Por Carlos Ares (*) |
Ya muerto, muchos años más tarde, me enteré por mi vieja de una historia familiar que no conocía. Cuando murió Evita, él se negó
a vestir la cinta negra en el brazo del saco en señal de luto. Atendía un bar en una esquina de Sarandí al que algunos parroquianos llegaban a caballo. Despacho de bebidas, cuatro mesas y un billar. Resistió
las provocaciones, amenazas y el boicot promovido por el “jefe de manzana” peronista, un puntero político del barrio. Al fin, decidió cerrar. Nos mudamos a Villa Domínico. Mi viejo consiguió
laburo de obrero. Nunca se quejó ni se lamentó por eso. Ni siquiera me lo contó.

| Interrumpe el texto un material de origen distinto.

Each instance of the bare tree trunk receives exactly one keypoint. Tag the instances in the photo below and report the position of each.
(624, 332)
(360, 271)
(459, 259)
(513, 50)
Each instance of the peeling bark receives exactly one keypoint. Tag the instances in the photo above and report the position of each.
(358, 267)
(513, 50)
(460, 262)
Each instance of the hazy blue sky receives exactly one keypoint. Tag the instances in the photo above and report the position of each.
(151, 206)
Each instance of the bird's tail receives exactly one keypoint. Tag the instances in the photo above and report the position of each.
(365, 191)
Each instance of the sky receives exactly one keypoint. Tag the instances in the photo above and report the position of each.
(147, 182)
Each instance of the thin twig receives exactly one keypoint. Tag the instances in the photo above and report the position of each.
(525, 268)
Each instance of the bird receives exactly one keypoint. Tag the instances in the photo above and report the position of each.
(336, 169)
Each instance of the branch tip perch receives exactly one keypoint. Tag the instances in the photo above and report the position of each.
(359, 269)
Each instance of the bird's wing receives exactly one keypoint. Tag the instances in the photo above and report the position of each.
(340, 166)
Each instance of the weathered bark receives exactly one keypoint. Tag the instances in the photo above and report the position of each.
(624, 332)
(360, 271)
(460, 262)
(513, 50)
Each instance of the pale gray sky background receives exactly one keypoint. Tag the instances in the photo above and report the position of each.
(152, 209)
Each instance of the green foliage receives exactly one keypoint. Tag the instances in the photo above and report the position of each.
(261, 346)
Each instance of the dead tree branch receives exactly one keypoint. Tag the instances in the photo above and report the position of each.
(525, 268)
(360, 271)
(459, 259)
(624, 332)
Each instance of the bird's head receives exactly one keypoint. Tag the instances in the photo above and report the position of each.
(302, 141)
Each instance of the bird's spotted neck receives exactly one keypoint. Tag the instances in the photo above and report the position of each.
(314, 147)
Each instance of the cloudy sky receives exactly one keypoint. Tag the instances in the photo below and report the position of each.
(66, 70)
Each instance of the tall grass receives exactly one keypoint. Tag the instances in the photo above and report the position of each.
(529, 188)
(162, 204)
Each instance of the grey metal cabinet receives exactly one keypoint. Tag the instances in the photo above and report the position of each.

Adolescente en los 60, formateado en la cultura revolucionaria, en la resistencia a los golpes de Estado, habituado a convivir con la violencia política, convencido de que había
al fin una salida pacífica y democrática cuando Perón regresó al país, mi primer voto fue para el peronismo. Mi viejo no dijo una palabra. No había discusiones ni grieta en casa. El
era más de escuchar. Ahora sé que eso viene con la edad.
Muerto Perón, a pesar de Isabel, López Rega, la Triple A, de los Montoneros, de Videla, de la dictadura, de las amenazas que me obligaron al exilio en España,
cuando se recuperó la democracia opté nuevamente por el peronismo. ¡Voté a Luder, que proponía aceptar la amnistía dictada por los militares para evitar que se investigaran sus crímenes!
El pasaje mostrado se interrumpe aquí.